C++: Passing pointer variable to function

I have a class Node:

class Node {
public:
    int item;
    Node * nextLink;
};

Outside a function I declare a Node pointer:

Node * newNode;

Then, I pass this pointer 开发者_JS百科to a function foo:

void foo(Node * node) {

  node = new Node();

  node->item = 1;

  Node * anotherNode = new Node();

  anotherNode->item = 2;

  node->nextLink = anotherNode; 
}

Actual call:

foo(newNode);

At the end of foo (but before existing) I can see that node->item and node->nextLink point to the correct places. However, when returned from foo, I check newNode, and the item is correct, but the nextLink is not there.

Any suggestions? Thanks

---

You need to pass a reference. You are modifying a copy of the pointer

try

void foo(Node*& node) 

---

Within foo() you're modifying a local copy of the pointer being passed to the function. Change foo to the following:

void foo(Node ** node) {

  *node = new Node();

  (*node)->item = 1;

  Node * anotherNode = new Node();

  anotherNode->item = 2;

  (*node)->nextLink = anotherNode; 
}

Then the call becomes:

foo( &newNode );

---

What you say is happening doesn't quite make sense to me. Since you are passing the pointer variable by value, its value in the calling function should not be changed at all, as far as I can see, so you actually shouldn't see any of the results of your function.

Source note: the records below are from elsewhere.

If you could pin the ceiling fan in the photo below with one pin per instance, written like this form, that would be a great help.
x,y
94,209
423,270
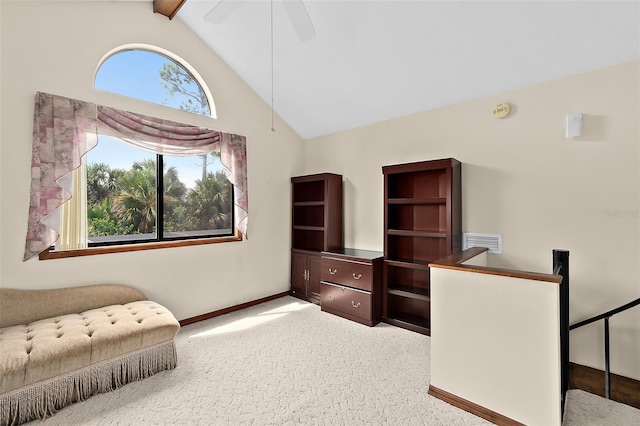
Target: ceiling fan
x,y
295,9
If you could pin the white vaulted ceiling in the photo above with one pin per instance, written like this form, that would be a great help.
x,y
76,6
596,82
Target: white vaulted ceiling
x,y
375,60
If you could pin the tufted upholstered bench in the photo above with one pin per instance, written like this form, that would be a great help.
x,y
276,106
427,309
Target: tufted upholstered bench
x,y
62,346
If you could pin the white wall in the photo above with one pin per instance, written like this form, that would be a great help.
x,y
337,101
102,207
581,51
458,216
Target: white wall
x,y
56,47
523,179
476,352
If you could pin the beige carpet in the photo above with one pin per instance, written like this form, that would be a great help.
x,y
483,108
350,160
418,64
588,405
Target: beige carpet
x,y
286,363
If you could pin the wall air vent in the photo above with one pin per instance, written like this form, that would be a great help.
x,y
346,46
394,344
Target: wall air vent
x,y
491,241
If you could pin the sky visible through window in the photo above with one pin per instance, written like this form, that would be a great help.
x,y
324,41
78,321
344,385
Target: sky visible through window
x,y
136,73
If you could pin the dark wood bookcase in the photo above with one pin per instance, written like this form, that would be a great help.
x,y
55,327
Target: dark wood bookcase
x,y
422,223
316,227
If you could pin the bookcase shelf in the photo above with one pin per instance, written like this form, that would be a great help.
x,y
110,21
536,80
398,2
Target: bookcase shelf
x,y
316,226
422,223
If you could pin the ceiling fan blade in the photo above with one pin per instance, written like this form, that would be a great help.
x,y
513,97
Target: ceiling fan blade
x,y
221,11
300,19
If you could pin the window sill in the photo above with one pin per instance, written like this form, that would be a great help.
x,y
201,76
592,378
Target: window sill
x,y
52,254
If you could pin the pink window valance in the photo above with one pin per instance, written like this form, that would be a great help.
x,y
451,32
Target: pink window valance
x,y
65,129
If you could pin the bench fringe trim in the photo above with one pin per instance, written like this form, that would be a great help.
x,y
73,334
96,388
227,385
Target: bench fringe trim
x,y
47,397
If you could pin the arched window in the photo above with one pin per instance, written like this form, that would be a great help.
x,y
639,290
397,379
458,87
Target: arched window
x,y
128,195
154,75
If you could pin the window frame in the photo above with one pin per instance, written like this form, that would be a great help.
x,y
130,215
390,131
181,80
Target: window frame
x,y
160,241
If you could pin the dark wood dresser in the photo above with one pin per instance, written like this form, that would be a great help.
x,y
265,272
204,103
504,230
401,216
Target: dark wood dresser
x,y
351,284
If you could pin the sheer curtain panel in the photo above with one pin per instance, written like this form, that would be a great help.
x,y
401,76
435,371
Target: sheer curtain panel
x,y
65,129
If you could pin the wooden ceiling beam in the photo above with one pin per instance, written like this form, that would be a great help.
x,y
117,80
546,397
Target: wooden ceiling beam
x,y
168,8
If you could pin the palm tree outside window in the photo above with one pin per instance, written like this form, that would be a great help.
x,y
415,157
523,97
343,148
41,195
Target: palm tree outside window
x,y
128,195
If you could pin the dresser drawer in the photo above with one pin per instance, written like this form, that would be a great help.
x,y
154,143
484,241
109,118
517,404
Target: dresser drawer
x,y
349,273
346,302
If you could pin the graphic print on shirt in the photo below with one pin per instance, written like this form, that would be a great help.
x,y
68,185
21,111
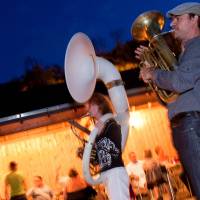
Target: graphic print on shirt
x,y
106,150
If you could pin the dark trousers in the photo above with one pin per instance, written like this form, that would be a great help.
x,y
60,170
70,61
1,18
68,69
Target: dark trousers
x,y
186,136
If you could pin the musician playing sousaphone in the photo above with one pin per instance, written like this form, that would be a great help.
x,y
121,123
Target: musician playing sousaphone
x,y
109,135
184,79
108,147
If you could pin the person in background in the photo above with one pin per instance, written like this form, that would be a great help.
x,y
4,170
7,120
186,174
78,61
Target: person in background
x,y
108,148
40,191
184,80
76,187
162,158
15,185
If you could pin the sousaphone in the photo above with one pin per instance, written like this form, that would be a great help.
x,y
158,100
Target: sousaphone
x,y
82,69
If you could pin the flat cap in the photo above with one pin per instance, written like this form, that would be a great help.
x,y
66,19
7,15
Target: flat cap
x,y
185,8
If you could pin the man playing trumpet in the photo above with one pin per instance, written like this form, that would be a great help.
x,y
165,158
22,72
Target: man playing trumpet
x,y
184,111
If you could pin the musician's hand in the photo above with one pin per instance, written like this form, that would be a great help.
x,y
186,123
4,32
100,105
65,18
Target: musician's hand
x,y
146,74
139,51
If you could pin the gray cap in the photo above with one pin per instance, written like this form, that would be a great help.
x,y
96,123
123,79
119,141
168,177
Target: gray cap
x,y
185,8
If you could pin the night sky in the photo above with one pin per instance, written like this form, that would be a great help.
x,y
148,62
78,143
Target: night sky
x,y
41,29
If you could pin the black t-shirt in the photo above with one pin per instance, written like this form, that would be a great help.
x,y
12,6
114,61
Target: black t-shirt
x,y
108,146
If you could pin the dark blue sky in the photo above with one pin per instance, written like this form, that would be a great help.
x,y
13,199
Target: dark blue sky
x,y
42,28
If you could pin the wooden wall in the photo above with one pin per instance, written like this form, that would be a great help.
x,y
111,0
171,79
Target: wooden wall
x,y
41,151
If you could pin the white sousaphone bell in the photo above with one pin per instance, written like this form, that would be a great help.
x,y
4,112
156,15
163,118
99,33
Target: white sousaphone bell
x,y
82,69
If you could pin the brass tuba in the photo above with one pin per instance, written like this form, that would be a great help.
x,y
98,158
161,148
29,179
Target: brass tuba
x,y
162,50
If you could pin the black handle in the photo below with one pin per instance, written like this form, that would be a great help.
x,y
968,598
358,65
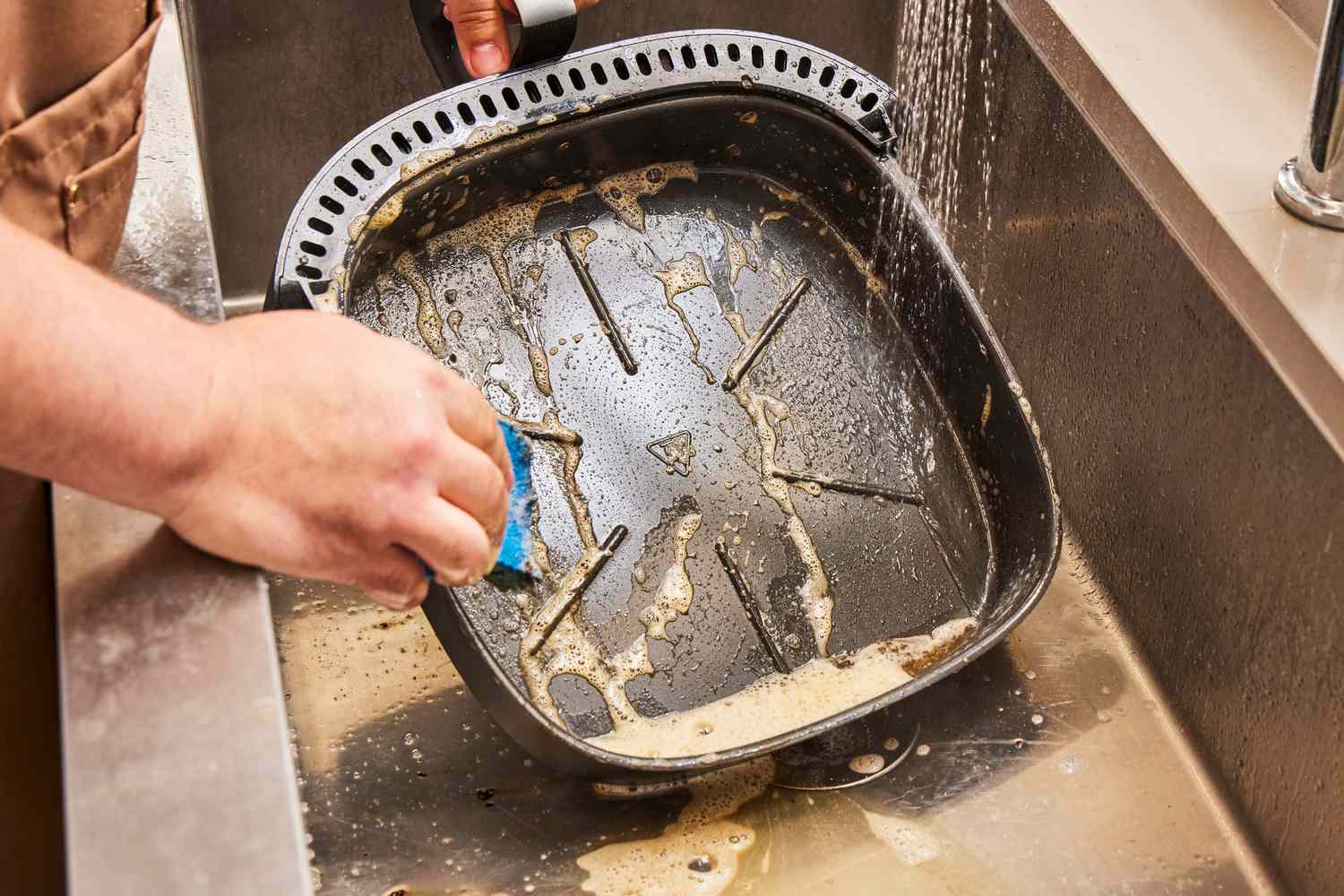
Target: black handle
x,y
548,27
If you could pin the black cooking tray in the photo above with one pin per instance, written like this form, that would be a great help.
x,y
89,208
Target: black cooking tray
x,y
769,161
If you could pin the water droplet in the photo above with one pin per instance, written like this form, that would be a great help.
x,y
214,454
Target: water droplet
x,y
702,864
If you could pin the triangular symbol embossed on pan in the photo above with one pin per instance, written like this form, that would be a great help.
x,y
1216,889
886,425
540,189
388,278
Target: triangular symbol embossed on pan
x,y
675,452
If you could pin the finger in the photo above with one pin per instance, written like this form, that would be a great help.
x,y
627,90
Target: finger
x,y
394,579
472,481
472,418
453,543
481,34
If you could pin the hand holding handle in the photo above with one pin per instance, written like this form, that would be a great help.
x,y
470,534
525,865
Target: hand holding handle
x,y
547,32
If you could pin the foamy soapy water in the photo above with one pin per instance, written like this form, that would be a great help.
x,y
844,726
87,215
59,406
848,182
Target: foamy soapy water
x,y
698,853
780,702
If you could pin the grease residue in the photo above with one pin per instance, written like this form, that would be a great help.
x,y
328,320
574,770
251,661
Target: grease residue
x,y
581,238
737,253
682,276
495,231
330,300
868,763
387,212
676,590
780,702
424,160
486,134
623,193
698,853
427,320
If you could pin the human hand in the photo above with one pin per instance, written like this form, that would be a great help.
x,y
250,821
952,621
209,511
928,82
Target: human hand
x,y
330,452
481,32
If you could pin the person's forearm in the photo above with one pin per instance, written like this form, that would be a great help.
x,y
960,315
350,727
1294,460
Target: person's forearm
x,y
101,387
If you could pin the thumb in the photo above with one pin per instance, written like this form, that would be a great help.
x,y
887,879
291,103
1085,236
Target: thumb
x,y
481,35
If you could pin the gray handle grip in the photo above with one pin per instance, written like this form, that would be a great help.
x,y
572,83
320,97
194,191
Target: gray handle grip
x,y
547,32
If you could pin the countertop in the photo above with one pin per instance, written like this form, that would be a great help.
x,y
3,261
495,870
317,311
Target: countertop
x,y
177,754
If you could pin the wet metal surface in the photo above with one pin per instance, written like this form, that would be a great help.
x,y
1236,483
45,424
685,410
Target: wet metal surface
x,y
1047,766
177,761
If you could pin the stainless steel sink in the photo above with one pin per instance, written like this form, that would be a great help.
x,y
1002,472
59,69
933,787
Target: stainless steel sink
x,y
1168,719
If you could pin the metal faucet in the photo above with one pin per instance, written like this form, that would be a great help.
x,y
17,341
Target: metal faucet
x,y
1311,185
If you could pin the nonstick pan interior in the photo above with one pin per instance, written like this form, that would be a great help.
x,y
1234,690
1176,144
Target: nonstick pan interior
x,y
905,490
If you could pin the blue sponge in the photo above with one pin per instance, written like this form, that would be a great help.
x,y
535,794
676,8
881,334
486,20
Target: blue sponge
x,y
513,567
515,560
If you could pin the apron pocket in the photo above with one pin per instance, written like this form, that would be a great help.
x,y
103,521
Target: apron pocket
x,y
96,201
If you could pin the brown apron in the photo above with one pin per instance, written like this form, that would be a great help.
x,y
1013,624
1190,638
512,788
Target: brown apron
x,y
72,93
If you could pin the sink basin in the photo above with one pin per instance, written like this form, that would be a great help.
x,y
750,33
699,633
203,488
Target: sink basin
x,y
1128,737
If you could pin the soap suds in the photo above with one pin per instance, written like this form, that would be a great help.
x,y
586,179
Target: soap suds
x,y
698,853
623,193
776,704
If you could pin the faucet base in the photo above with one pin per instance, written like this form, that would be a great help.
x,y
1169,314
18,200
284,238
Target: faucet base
x,y
1305,203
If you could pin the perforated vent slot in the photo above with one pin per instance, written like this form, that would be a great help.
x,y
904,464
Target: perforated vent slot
x,y
667,62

Although I can't explain the details of what's happening in your current code, I highly recommend you try it this way:

Node * foo(void) {

  Node * node = new Node();

  node->item = 1;

  Node * anotherNode = new Node();

  anotherNode->item = 2;

  node->nextLink = anotherNode;

  return node;
}

and call like:

Node *newNode = foo();

Since your function doesn't actually do anything with the pointer value that is passed in, it makes more sense for it to create everything using local variables and return pointer to the newly allocated node.

(You can also pass a reference to the pointer as other have suggested, but I don't see that as good programming style in this case. It is clearer to simply return the pointer from the function and assign it to the appropriate variable in the calling code.)

---

You have three choices. You can pass a Node** as input, a Node*& as input, or you can return a Node* from the foo method. All three options work.

---

If you want the function foo to change the pointer, you have to call it with the adress of the pointer, like this:

Node * newNode;

void foo(Node ** nodepointer) {
    (*nodepointer) = new Node();
    (*nodepointer)->item = 1;
    Node * anotherNode = new Node();
    anotherNode->item = 2;
    anotherNode->nextLink = NULL;
    (*nodepointer)->nextLink = anotherNode; 
}

foo(&newNode);

As shown above you should also set anotherNode->nextLink to NULL to mark the end of the list.